You can add visitor_id as a dimension (not measure) to your existing list of dimensions. This is a bit counter intuitive but eventually count distinct queries can be thought as group by/count queries – hence setting this field as a dimension.
As @evan_b suggested, you can create a virtual dataset for the query you want to accelerate and create a Raw Reflection on that. This would work both with count(distinct X) and NDV(x).
Thanks for your answers. I do not find very elegant the solution to create a VDS for the query I want to accelerate.
For the first one, adding visitor_id as a dimension of the reflection would increase a lot the storage size of the reflection.
@dfleckinger creating a VDS should be considered as a secondary option, especially if you’d like a NDV based solution as there isn’t currently an option to configure approximate count distincts for reflections. (We do have plans to support this going forward.)
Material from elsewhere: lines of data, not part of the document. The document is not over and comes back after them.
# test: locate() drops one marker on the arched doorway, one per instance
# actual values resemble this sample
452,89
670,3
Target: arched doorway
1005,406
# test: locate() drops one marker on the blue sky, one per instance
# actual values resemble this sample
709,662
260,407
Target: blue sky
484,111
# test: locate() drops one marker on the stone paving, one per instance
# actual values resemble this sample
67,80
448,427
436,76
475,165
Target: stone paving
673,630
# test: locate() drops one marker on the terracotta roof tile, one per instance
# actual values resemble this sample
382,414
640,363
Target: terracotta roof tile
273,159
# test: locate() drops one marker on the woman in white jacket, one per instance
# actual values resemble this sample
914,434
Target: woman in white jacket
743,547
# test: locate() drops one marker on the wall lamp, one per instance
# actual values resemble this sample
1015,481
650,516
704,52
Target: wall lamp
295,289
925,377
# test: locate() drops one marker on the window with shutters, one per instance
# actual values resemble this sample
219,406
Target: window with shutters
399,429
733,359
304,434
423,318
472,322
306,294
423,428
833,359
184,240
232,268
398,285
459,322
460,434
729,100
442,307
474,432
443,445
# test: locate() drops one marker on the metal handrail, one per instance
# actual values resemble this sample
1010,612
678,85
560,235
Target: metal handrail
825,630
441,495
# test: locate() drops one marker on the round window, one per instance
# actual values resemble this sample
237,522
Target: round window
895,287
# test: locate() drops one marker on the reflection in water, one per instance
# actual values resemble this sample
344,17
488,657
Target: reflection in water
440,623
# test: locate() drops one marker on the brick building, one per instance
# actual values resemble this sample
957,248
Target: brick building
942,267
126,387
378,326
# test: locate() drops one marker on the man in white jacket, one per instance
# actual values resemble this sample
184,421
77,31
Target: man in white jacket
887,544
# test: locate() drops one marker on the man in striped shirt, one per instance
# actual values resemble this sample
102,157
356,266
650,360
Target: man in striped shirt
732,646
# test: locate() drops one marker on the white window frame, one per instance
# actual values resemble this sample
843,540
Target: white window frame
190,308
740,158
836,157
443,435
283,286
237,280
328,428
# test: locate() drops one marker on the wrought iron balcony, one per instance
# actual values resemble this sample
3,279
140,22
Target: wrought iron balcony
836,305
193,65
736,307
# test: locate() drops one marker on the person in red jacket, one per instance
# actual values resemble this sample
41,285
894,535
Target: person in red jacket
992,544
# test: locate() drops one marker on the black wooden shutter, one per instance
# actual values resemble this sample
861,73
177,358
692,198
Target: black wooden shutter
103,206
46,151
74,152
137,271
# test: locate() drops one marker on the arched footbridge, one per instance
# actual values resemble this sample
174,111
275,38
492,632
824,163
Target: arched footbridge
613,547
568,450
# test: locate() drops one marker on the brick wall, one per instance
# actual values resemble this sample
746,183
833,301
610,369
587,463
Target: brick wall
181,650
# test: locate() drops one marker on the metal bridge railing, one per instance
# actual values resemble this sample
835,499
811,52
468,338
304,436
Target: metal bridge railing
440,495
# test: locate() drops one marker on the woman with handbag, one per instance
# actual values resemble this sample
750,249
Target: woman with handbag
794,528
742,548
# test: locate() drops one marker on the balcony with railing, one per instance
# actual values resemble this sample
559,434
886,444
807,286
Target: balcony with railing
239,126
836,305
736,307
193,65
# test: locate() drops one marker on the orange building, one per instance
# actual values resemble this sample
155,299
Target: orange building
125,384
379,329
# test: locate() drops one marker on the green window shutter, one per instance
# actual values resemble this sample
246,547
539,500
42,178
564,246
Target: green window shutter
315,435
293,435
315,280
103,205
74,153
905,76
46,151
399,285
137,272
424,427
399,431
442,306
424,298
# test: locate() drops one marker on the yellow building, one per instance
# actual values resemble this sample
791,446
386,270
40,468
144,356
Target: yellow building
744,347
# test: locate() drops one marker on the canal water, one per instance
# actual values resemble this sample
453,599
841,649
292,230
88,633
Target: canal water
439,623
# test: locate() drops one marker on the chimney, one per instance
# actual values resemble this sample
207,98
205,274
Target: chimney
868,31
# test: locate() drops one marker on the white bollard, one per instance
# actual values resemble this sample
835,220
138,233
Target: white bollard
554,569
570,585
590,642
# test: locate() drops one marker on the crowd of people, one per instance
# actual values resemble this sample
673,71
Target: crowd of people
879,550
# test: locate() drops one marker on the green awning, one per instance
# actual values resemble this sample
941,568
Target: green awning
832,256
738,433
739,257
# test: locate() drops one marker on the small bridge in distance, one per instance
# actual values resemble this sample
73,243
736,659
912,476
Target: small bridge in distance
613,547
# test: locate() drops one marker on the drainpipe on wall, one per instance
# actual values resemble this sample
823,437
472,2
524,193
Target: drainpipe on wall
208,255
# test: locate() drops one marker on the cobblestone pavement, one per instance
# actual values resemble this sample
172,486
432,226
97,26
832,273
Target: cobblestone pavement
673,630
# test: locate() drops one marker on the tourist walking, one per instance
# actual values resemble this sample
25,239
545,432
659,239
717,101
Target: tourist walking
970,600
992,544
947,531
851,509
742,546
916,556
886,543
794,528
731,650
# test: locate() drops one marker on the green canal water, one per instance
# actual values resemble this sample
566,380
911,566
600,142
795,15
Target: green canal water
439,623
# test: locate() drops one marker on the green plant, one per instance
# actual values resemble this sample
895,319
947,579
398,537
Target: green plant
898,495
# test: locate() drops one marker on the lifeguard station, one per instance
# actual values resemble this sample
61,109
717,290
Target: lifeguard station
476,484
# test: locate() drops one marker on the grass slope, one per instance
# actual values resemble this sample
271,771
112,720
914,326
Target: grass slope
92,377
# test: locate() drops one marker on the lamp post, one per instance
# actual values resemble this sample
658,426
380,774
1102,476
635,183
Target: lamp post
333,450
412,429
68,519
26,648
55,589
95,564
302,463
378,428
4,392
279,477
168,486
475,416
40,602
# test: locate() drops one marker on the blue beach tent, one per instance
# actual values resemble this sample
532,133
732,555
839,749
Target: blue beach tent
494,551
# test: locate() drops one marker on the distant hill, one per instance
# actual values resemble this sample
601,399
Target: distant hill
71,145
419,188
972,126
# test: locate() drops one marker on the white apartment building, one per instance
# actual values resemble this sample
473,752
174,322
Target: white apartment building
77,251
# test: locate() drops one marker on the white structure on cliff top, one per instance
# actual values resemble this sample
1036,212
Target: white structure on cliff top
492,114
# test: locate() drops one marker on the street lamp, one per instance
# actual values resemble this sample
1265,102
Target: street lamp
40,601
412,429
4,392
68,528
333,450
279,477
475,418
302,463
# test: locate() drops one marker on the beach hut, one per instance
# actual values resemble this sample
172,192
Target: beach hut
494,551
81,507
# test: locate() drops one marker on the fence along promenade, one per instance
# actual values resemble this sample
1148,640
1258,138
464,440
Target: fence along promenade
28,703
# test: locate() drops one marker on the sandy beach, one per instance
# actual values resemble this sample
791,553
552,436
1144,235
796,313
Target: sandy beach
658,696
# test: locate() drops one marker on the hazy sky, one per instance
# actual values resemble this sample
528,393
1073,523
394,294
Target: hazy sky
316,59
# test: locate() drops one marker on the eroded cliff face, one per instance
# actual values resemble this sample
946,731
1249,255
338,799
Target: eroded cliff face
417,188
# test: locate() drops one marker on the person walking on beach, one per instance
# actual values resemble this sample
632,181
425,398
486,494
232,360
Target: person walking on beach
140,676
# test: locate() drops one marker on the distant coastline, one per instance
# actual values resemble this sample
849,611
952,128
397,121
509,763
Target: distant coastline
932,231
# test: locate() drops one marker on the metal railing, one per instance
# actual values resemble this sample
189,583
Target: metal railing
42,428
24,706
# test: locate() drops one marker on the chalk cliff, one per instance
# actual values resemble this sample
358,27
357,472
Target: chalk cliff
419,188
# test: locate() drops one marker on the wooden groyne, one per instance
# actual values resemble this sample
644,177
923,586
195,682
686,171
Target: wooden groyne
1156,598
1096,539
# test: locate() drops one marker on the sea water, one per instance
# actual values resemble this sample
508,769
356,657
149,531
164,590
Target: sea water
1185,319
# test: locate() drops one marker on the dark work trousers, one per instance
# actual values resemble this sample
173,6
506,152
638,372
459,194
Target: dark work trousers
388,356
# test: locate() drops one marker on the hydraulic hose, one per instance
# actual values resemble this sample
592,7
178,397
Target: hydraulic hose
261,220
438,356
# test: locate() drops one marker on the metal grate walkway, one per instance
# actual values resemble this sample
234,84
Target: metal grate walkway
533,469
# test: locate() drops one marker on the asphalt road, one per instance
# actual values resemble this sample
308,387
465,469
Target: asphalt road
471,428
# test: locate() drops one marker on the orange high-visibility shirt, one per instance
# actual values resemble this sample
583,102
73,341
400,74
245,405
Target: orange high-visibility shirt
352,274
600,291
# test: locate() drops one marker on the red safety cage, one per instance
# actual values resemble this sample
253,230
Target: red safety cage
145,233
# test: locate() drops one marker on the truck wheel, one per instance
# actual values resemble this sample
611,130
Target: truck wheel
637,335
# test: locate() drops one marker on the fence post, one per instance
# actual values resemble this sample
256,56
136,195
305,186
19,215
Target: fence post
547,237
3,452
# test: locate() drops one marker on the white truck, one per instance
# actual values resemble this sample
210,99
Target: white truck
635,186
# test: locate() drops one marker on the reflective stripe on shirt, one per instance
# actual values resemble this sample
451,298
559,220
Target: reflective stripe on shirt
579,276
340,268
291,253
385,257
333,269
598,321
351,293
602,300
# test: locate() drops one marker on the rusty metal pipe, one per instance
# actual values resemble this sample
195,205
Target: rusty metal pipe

As for the reflection sizes – that’s going to be a trade-off between query-time performance and storage that you’ll need to determine for your use-case. The same trade-off would have applied if we hypothetically supported adding visitor_id as a measure to accelerate count distinct queries. We also have plans to support even more memory efficient (focus on query-time memory, not reflection storage space) count distinct acceleration.
Thanks Can.
At the moment I’m not able to add visitor_id as a dimension. When Dremio tries to create the reflection,
out of memory error happens :
OUT_OF_MEMORY ERROR: One or more nodes ran out of memory while executing the query.
My dataset has more than 50 millions distinct visitor_id already in a parquet dataset.
So at the moment I will use the VDS for the query.
Happy to see that there are plans to improve the performance of count distinct queries.